愛がアドレスをタップすると、しばらくの読み込み時間があった後に画面が切り替わる。それを見て、班目は一瞬なにがなんだか分からなくなった。
ピンクの背景に絵らしきものが表示されており、その下に小さく【猫屋敷古物商店】と書かれている。ホームページのトップページらしいデザインであるが、そんなことよりも絵のほうが目を引いた。
「あはははははっ! なんだよ、この小学生が描いたみたいな絵!」
それを見て一里之が笑い出す。つられて笑い出しそうになりながらも、班目はようやくその絵の意味を理解した。犬小屋のようなものから半身を出している黒い物体は、おそらく猫なのであろう。しかし、猫と判別できるのか描いた本人が不安になったに違いない。吹き出しが付け足されており、犬小屋らしきものから半身を出した黒い物体が「にゃー」と鳴いている。
「ちょっと純平。笑いすぎだって……」
愛の言葉など無視して、とうとう腹を抱える一里之。絵の意味と、描いた本人が付け足したであろう吹き出し。それに一里之の笑い声が相まって、つられて笑い出してしまう班目。
「な、なるほど。屋敷から猫が顔を出しているから、猫屋敷ってことですか――。それにしても、センスが抜群ですねぇ」
「いや、最高に面白いわ! インパクト抜群だし、ここまで絵心がないと逆に凄ぇわ!」
相乗効果により笑いが止まらない班目と一里之。視界の片隅で千早がすっと立ち上がり、カウンターから出てくるのが見えた。しばらくして班目と一里之の前へとやってきた千早の手には、なにやら筆のようなものが握られていた。

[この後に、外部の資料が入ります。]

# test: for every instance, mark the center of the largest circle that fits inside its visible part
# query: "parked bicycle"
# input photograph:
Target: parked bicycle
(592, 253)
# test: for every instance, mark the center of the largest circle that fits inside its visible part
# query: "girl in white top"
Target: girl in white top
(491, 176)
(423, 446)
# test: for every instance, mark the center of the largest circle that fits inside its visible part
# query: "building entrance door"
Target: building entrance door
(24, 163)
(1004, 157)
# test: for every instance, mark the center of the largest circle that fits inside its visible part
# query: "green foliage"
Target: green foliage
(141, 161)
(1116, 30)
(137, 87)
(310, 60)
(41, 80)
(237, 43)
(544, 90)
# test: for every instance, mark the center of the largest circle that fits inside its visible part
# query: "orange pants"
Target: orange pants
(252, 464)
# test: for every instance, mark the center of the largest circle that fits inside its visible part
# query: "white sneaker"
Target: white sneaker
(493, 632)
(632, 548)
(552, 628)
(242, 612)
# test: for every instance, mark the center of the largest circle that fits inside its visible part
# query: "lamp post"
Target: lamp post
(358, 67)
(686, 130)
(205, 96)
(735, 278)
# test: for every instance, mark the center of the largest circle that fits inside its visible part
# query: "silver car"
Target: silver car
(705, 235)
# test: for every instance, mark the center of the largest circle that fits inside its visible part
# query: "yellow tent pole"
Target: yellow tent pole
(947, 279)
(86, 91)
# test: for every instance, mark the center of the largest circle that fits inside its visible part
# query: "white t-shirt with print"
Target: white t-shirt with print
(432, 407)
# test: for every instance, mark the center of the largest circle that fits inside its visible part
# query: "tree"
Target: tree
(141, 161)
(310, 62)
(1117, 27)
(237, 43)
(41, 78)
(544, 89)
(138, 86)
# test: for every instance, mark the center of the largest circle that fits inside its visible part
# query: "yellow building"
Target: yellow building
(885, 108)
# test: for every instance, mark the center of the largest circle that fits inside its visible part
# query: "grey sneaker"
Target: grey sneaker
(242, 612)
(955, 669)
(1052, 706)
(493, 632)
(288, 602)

「こちら、かつて天才と呼ばれた画家が使っていた筆です。芸術面では非の打ち所がない完璧な方でしたが、たったひとつコンプレックスがあり、周囲の目を大変気にしていたそうです」
どうやら店にある商品を持ってきたようだが、一体なんのつもりなのだろうか。いまだにうつむいたままの千早の背後で、愛がぽつりと漏らした。
「このトップページの絵……千早ちゃんが描いたんだってば」
その言葉に、一里之が「はぁ?」と首を傾げる。もちろん、その事実を知った班目も我に返った。
「結局、死の間際までその画家の方はコンプレックを気にされていたそうです。その怨念が所持品だった筆に乗り移ったのでしょうね。以来、人のことを馬鹿にする者の前で、この筆の毛を引き抜くと、その者に呪いがかかるようになった――と言われています。理屈は分かりませんが、画家の方が気にしていたコンプレックス……スキップができなくなるという呪いがかかるそうです」
この店は、基本的にいわくのあるものしか買い取らない。ゆえに、店頭に並んでいる商品も、大なり小なり何かしらのいわくのあるものばかりだ。しかしながら、スキップができなくなる呪いとは、これいかに。
「気にしてるのに。絵心がないこと、気にしてるのに――」
落ち着いており、常に冷静で、だからこそ大人びて見える千早であるが、ぶつぶつと呟く姿からは、普段の面影がまるで見えない。
「ちょ、ちょっと待てよ猫屋敷」
片手で筆の柄を持ち、もう片方の手で筆の毛先をつまむ。一里之が止めに入るが、千早は顔を上げてフルフルと首を横に振った。しかも涙目でだ。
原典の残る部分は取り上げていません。